Filer en annexe jusqu'à Smokvica pour une baignade

Conseil d'amarrage

La Marina Frapa, côté sud, est le choix tout temps : pendilles, services complets, station carburant à l'entrée et restaurants sur place. Le quai du village au nord accepte l'amarrage cul à quai sur votre propre ancre pour une petite somme, mais il est ouvert au nord-ouest : passez à la marina si le maestral est annoncé à plus de 15 nœuds.

Split
7
Jour 7

RogoznicaTrogir

Dernière matinée, et l'heure compte.

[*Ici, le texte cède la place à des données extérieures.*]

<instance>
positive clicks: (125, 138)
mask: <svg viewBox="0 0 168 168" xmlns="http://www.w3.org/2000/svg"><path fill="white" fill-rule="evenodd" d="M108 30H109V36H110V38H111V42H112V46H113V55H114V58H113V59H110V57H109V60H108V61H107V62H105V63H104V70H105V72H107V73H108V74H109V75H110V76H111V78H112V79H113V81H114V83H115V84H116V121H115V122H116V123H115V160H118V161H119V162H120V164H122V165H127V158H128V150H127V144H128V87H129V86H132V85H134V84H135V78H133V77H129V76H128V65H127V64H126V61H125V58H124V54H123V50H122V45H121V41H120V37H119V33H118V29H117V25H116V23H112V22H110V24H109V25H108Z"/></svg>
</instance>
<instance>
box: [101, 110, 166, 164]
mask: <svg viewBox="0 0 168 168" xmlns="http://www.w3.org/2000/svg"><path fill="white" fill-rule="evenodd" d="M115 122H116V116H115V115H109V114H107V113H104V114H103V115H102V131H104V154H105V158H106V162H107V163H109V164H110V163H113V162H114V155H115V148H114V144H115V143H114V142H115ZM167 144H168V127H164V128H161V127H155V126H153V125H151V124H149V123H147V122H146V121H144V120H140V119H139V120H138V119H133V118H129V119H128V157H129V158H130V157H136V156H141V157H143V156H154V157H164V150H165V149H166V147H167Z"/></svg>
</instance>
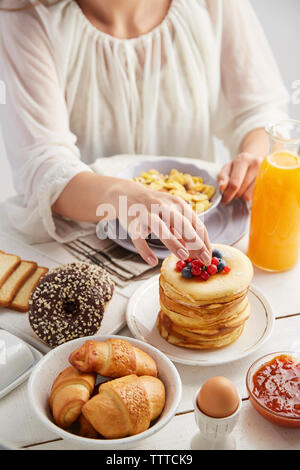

Dix-huit milles au sud-est pour ramener le bateau aux bases de Trogir et de Split, et le samedi signifie une échéance ferme : à quai pour neuf heures, pleins faits et cuves vidées, ponts rincés, matériel restitué, et quelqu'un à bord pour le tour du propriétaire entre huit et neuf heures. Quelle que soit la base inscrite sur vos papiers, ACI Trogir, Marina Kaštela ou ACI Split en ville, l'approche se lit facilement par tous les temps. Vous longerez la côte sud de Čiovo tout du long, et elle est parsemée de petites baies : jetez l'ancre devant Slatine ou Saldun pour une dernière baignade avant de vous engager dans la marina. Une fois l'état des lieux signé et les sacs à terre, l'ACI Trogir vous laisse à cinq minutes de la vieille ville, où la cathédrale Saint-Laurent conserve toujours le portail sculpté par Radovan au XIIIe siècle. Il vaut bien la demi-heure qui vous reste avant la voiture pour l'aéroport.

À faire

Mouiller devant Čiovo pour une dernière baignade

Faire le plein et vider la cuve à eaux noires tôt

S'arrêter sous le portail sculpté de Radovan, à la cathédrale

Monter à la forteresse Kamerlengo, en bord de ville

Prendre un déjeuner tranquille sur le front de mer de Trogir

Conseil d'amarrage

Rentrez à la base indiquée sur votre contrat de location, que ce soit ACI Trogir, Marina Kaštela ou ACI Split, et amarrez-vous cul à quai ou à couple selon les consignes du chef de base. Le créneau de restitution est de huit à neuf heures le samedi ; si votre contrat prévoit un retour la veille au soir, soyez à quai avant cinq heures le vendredi.